The view that Turkey has sought to use the crisis to extract concessions from Europe was all but confirmed at the EU-Turkey summit. At the same time there are few signs of a crackdown on the people smugglers operating in Turkey even in the face of the NATO operation in the area. According to a recent article by the Kathimerini newspaper, last Thursday the Greek Defense Minister presented a NATO report concerning two ships (one German and one Canadian) taking part in the operation. According to the report, 30 dinghies carrying refugees were identified and their coordinates sent to the Turkish authorities, but only three were ultimately intercepted by the Turkish coast guard.
Greece is struggling to accommodate the daily influx of refugees forcing many to camp out in the open
Even in the best-case scenario, it now appears highly likely that Greece will very soon have to house upwards of 50,000 migrants and refugees who will have no choice but to stay for an extended period of time in a country ill-prepared to accommodate them.

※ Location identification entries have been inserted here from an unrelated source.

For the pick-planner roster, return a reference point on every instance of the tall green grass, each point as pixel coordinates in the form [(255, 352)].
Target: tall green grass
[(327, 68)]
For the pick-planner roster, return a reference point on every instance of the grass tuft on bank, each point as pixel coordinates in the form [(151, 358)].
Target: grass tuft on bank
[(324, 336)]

While the recent worsening of the crisis in Greece has seen impressive food-drives spring up around the country in recent days, NGOs warn that such efforts will not be enough.
"In Idomeni alone we currently need 30,000 meals per day," Marie-Elizabeth Ingres, Medecins Sans Frontieres' Head of Mission in Greece, told DW. "The current actors cannot manage the situation alone... What I hope for is a common European policy that treats refugees as human beings who have a right to flee war and persecution."
Or to put it another way, for the people like Sabeen who are currently living in tents in a damp field next to a closed border to be treated as something more than political bargaining chips.